Не только свой хлеб, но и скупленный по соседним хуторам возил он на мельницу, а муку отправлял в город. За это окрестные хозяева прозвали его купцом.

Купец так купец, от этого дяде ни жарко ни холодно.

Большую часть времени проводил он в городе, по кабакам да судам, тяжебщик он был большой. Откупая в надел свой дом, затеял спор с самим графом за какую-то обиду и от тяжбы не помышлял отказываться и только посмеивался, когда ему говорили, что сломает он себе на этом шею.

Дядю часто приглашали почетным гостем, особенно на похороны, говорили, что никто не умеет проводить усопшего в последний путь так, как Авот, и никто, ни один пастор, не умеет говорить краше, чем Авот. Воскресным утром за чтением молитвы такая вдруг дрема нападала на всех, что изба превращалась чуть не в сонное царство; тут дядя поднимал глаза от книги и начинал говорить своими словами. Лица тогда обращались к нему, глаза светлели — все слушали, затаив дыхание, утирая слезы. Слова его текли плавно, и слова-то все знакомые, понятные, понятнее, чем у пастора, — ведь он знал, что у кого на сердце, кого что печалит, кого что радует.
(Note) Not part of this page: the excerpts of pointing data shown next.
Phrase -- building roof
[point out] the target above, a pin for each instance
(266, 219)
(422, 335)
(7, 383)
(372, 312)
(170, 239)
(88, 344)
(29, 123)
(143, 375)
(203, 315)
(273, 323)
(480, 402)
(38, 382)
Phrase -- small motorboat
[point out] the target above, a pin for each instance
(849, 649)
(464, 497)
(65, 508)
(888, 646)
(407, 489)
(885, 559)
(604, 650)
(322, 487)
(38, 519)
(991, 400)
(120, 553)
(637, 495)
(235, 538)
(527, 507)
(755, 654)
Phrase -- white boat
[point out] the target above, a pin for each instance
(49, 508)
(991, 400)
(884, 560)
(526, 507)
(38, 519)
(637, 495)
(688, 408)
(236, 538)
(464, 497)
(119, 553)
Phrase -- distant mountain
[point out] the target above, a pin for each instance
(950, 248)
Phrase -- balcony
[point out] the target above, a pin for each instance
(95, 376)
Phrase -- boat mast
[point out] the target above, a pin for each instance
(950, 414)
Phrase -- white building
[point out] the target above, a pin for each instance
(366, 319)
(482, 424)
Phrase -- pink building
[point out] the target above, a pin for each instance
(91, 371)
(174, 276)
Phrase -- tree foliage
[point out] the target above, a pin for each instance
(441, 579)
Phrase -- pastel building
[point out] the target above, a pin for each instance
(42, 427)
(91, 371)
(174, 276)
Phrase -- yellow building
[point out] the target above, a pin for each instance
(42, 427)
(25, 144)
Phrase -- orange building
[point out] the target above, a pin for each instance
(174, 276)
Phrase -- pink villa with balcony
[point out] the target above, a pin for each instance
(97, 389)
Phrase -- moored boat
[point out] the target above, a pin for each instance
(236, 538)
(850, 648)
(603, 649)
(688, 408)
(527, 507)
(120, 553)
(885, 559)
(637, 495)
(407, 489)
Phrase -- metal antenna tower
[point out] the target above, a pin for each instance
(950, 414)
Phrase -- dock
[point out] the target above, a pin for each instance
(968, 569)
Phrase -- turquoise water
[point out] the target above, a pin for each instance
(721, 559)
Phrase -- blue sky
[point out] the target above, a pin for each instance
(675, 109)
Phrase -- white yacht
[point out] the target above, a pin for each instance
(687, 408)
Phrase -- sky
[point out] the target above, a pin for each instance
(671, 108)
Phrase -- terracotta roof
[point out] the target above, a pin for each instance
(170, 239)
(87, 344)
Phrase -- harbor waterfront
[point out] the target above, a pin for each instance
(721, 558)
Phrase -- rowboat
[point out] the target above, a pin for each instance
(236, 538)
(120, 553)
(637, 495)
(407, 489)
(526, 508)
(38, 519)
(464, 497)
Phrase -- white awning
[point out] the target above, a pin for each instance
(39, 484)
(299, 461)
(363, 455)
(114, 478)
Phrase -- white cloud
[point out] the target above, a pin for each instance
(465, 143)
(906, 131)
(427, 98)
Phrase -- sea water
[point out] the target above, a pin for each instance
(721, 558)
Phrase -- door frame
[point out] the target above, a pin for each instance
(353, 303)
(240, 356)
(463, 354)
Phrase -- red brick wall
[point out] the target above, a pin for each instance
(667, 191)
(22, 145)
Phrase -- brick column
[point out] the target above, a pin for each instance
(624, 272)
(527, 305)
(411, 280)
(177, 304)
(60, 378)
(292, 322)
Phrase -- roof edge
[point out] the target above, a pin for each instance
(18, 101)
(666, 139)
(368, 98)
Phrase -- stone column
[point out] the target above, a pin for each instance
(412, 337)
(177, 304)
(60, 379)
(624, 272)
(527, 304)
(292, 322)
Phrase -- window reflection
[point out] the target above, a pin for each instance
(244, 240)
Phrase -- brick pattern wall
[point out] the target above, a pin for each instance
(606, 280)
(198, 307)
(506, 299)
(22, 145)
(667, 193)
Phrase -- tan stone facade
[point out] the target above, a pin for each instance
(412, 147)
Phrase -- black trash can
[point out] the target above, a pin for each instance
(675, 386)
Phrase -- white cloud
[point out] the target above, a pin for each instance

Но когда видела Аннеле, как бабушка останавливалась посреди двора и глядела вдаль, туда, где виднелась широкая дорога, или как поднималась среди ночи и тихо, словно тень, стояла у окна, знала она, что ждет бабушка дядю Ансиса, и ни один ее ребенок не причиняет ей столько хлопот, сколько этот статный, широкоплечий парень.

Как-то, дело уж шло к весне, дядя подозвал к себе Аннеле.

— Подойди-ка ко мне! Знаешь, что случится? А ну, угадай! Не можешь? Ну так и быть, сам скажу — сестричка на пасху приедет. Вот так! За это можешь и спасибо сказать!

Аннеле захлопала в ладоши, зарделась от радости, но спасибо так и не сказала — осталась в долгу. Да дядя, похоже, не очень и ждал.

И вот настало вербное воскресенье. Теплое, теплое. На узкой деревянной скамье возле батрацкой избы сидят отец, мама и бабушка. Беседуют, похоже удручены. «О чем это они говорят?» — нет-нет да и глянет Аннеле с тревогой в их сторону. Мать молча кивнула ей, и когда девочка подошла с вопросом в глазах, посадила к себе на колени, прижала крепко-крепко. Аннеле замерла от счастья — как редко выпадает ей такое! Разрешили остаться, слушать, о чем говорят взрослые!

— Неужто другого исхода нет? И слово ваше последнее? — спросила бабушка, словно не хотела верить тому, что услышала.

— Последнее, мать. Нынче утром с Лаукмалисом окончательно поладили. На Юрьев день и уйдем, — промолвил отец.

— Что ж, Лаукмалису счастье привалило. Ну, и ладно, и хорошо, такое ж дитя мое, как другие. Но что станется с Авотами без твоего догляда?